By Dominica Dela Cruz
Dominica Dela Cruz is a 2012-2013 corps member serving at the John Marshall Elementary School in Dorchester.
“Take one away from the eight in the ten’s column, then add the ten you borrowed to the two in the one’s column, it would make the number twelve. Now can you subtract eight from twelve?” I asked Kyle*.
The reason I work with Kyle one-on-one in math is not because working with him is considered “dosage” (tracked tutoring time spent with one student), or because he is on my math focus list (a list of students who could benefit from small group assistance). Rather, I work with Kyle because I know that he is a bright student with an even brighter future. He just happens to be a little behind on his coursework.
It all started with subtraction. Kyle and I began the year working on simple subtraction: eight minus one equals seven. Before Christmas break, we moved on to borrowing.
Right after winter vacation, the collection of classrooms, or pod, that Kyle’s classroom is a part of started to track student’s progress with multiplication. They did so by using ice cream cones and scoops as a visual. Every week students would be given a two-minute test, completely a times table starting with zero and going to twelve.
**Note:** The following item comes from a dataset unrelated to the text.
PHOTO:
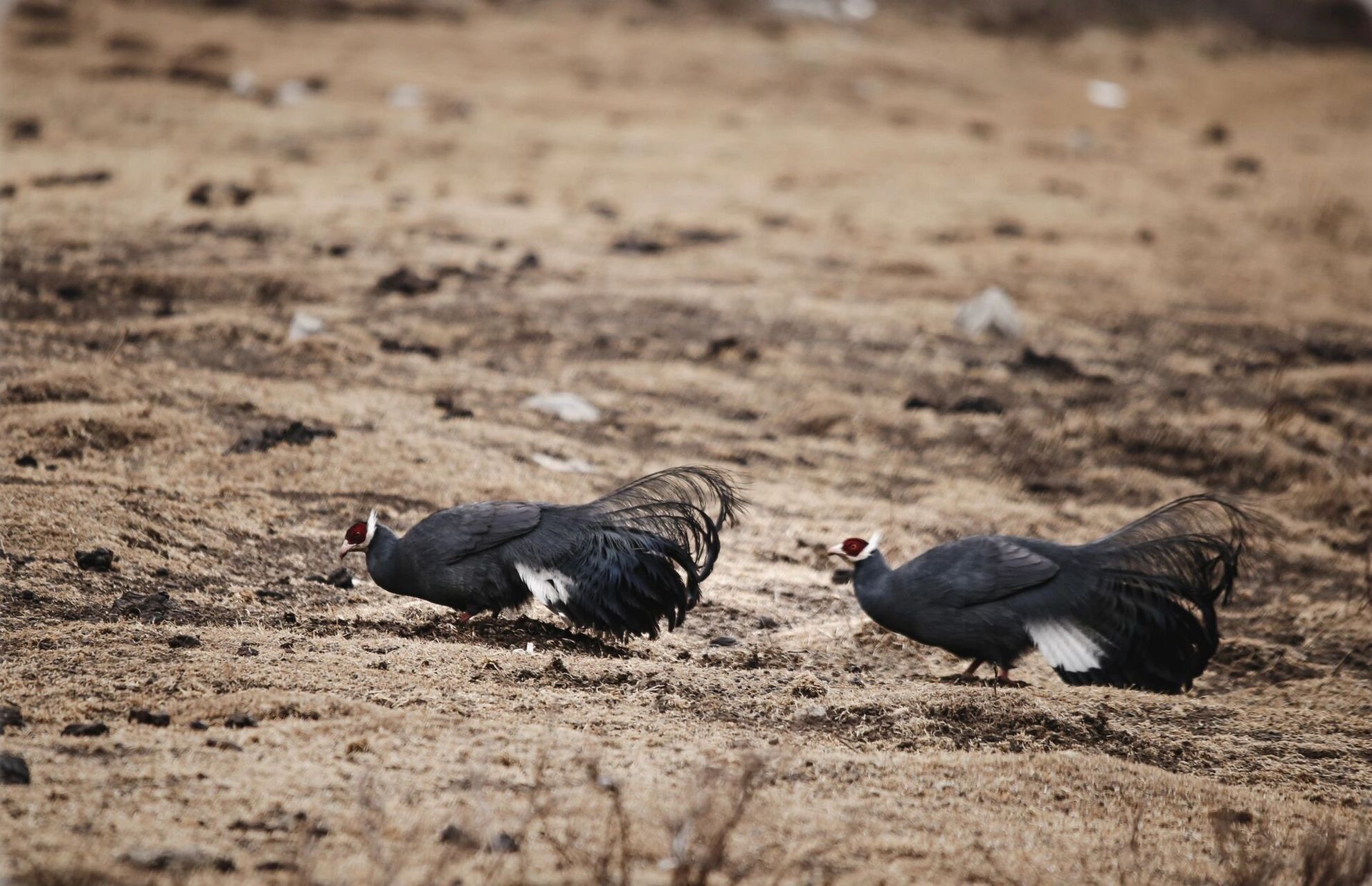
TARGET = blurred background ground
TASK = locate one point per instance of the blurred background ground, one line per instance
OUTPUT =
(743, 236)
When that ice cream cone display went up Kyle called me over to his desk and explained that he was ready to start working on multiplication. He wanted to earn “a lot of ice cream scoops.” Even though he likes to take his time when he is trying to borrow, we moved on because he was ready for the challenge.
Even as classmates started earning ice cream scoop after ice cream scoop Kyle did not become discouraged. He used his empty ice cream as motivation to work harder. Every day during our afterschool program, Starfish, Kyle came up to me and asked if we can practice his multiplication by playing with the Spiderman flashcards or War, where we see who can multiply the two cards flipped over the fastest.
After working on multiplication tables for a month and a half, Kyle was ready to conquer his first timed test. He will have two minutes to answer fifty questions covering the zero to two times tables. I know that he was ready. He would earn his first ice cream scoop.
“Kyle, are you ready? You have two minutes to answer fifty multiplication problems. I know that you can do it. You will earn your first ice cream scoop. Ready? Set. Go.”